21. The method of claim 18 wherein the silver compound is selected from the group consisting of colloidal silver, silver protein, silver sulfadiazine, silver arsphenamine, zinc-silver allantoinate, and combinations thereof.

22. The method of claim 18 wherein the triclosan, base and silver compound are combined in a solution and heated to a temperature from about 60° C. to about 180° C., for a period of time from about 2 minutes to about 24 hours.

23. The method of claim 22 wherein the silver-triclosan salt is recovered from the solution by a method selected from the group consisting of distillation, filtration, and centrifugation.
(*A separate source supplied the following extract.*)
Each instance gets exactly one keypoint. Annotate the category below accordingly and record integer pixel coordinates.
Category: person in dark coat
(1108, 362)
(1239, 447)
24. The method of claim 18 wherein triclosan is present in the silver-triclosan salt in an amount from about 40 to about 99 percent by weight of the total weight of the silver-triclosan salt, and the silver ion is present in an amount from about 1 to about 60 percent by weight of the total weight of the silver-triclosan salt.

25. The method of claim 18 further comprising complexing the silver-triclosan salt with chlorhexidine or its salts to form a silver-chlorhexidine-triclosan complex.

26. The method of claim 25 wherein the chlorhexidine salts are selected from the group consisting of chlorhexidine acetate, chlorhexidine gluconate, chlorhexidine hydrochloride, chlorhexidine sulfate, and combinations thereof.